The extension is installed as a separate java executable files, so it can be launched with java -jar <SystemDS root folder>\target\ResourceOptimizer.jar ..., but if you completed all additional steps from the Installation section then you can run directly the extension using the systemds-ropt command globally without specifying a target jar-file.
The executable takes the following arguments:
-args <argN> specifies positional parameters; first value will replace $1 in DML program, $2 will replace 2nd and so on
-f <filename> specifies DML file to execute; path should be local
-help shows usage message
-nvargs <key=value> parameterizes DML script with named parameters of the form <key=value>; <key> should be a valid identifier in DML
-options <arg> specifies options file for the resource optimization
Either -help or -f is required, where -f lead to the actual program execution. In that case if -options is not provided, that program will look for a default options.properties in the current directory and if no file found the program will fail. Like for SystemDS program execution, -args and -nvargs provide additional script arguments and they cannot be specified simultaneously. The -options arguments point to a file with options to customize further the optimization process. These options provide paths to further properties files and a optional optimization configurations and constraints.
It is important for program arguments being dataset filepaths to be specified with their URI address that will be actually used by the SystemDS program later. Currently the only supported and tested option is S3 for storing input and outputs on AWS. Check Required Options for further details.
Although automatic, the optimization process requires providing certain properties beyond the SystemDS program and the dataset characteristics. These are in general hardware characteristics for potential resources available on the target cloud platform. In addition to that, the user can (and in some cases should) provide a further set of constraints options for to limit ensure that the resulting configuration would be feasible for the target scenario. All properties and constraints are provided with the options file (using the -options argument) and a full set all possible options can be found in the default options file: ./scripts/resource/options.properties
For the proper operation certain options should be always provided:
REGION - AWS region which is crucial for the monetary estimationsINFO_TABLE - a .csv table providing the needed hardware and price characteristics for each of the potential server machines (instances) for considerationREGION_TABLE - another .csv table providing additional pricing parameters (EMR fee, EBS Storage prices)OUTPUT_FOLDER - path for the resulting configuration filesDepending on the chosen optimization objective method further options could be required:
MAX_TIME - in case of choosing optimizing for monetary cost onlyMAX_PRICE - in case of choosing optimizing for execution time onlyThe enumeration strategy and optimization functions has defaults values and are not required to be further set in the options:
We provide a table comprising the relevant EC2 instances characteristics supported currently by the resource optimizer and table with pricing parameters for all regions supported by EMR. The python script from update_prcies.py provides and automation for updating the prices of the EC2 instances in the fist mention table be setting a target AWS region.

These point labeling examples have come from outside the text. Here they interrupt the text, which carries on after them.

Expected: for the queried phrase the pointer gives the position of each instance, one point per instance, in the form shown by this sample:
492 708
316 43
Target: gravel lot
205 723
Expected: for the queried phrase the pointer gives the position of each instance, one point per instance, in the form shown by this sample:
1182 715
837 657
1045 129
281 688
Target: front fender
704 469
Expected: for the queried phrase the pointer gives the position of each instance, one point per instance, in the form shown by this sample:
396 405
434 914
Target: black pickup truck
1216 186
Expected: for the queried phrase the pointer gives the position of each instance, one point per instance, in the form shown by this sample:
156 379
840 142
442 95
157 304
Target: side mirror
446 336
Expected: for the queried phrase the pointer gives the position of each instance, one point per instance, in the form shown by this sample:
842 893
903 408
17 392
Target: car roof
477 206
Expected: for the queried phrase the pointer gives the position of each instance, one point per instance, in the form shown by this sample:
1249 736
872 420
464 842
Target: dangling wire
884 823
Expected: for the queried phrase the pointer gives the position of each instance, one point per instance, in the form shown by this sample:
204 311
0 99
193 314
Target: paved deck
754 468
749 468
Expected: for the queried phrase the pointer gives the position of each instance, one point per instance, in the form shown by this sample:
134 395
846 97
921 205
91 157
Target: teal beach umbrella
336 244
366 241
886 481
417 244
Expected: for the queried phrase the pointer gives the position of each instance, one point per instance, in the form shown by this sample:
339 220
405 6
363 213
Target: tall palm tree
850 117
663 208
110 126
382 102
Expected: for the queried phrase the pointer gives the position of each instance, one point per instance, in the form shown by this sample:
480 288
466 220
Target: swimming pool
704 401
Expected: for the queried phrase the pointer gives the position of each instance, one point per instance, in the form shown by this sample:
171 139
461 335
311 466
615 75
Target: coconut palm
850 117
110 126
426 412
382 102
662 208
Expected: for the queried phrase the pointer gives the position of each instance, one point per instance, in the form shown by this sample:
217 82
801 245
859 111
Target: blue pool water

As mentioned in Usage, the filepath s for the input datasets should be the URI addresses for the distributed S3 file. This allows Resource Optimizer to account for the costs of fetching these external files. To allow greater flexibility at using the extension, the user is provided with the possibility of omitting this requirement in certain scenarios: the user provides the program arguments as S3 URI paths but with an imaginary name (and leading S3 URI schema - s3://) and then fills the LOCAL_INPUTS property. This property holds key-value pairs where the key is the imaginary S3 file paths and the value is the local path for these files. The local path could also point to a non existing file as long as a corresponding metadata (.mtd) file is locally available on this path.
As mentioned above, the user can decide to switch between different options for the enumeration strategy (option ENUMERATION) and the optimization functions (options OPTIMIZATION_FUNCTION).
The enumeration strategy has influence mostly on the speed of completing the process of finding the optimal configuration. The default value is grid and this sets a grid-based enumeration where each configuration combination within the configured constraints is being evaluated. The next possible option value is prune which prunes dynamically certain configuration during the progress of the enumeration process based on the intermediate results for the already evaluated configurations. In theory this should deliver the same optimal result as the grid-based enumeration and the experiments so far proved that while showed great speed-up. The last possibility is fot that option is interest, which uses a interest-based enumeration which uses several (configurable) criterias for statically reducing the search space for the optimal configuration base on program and hardware properties.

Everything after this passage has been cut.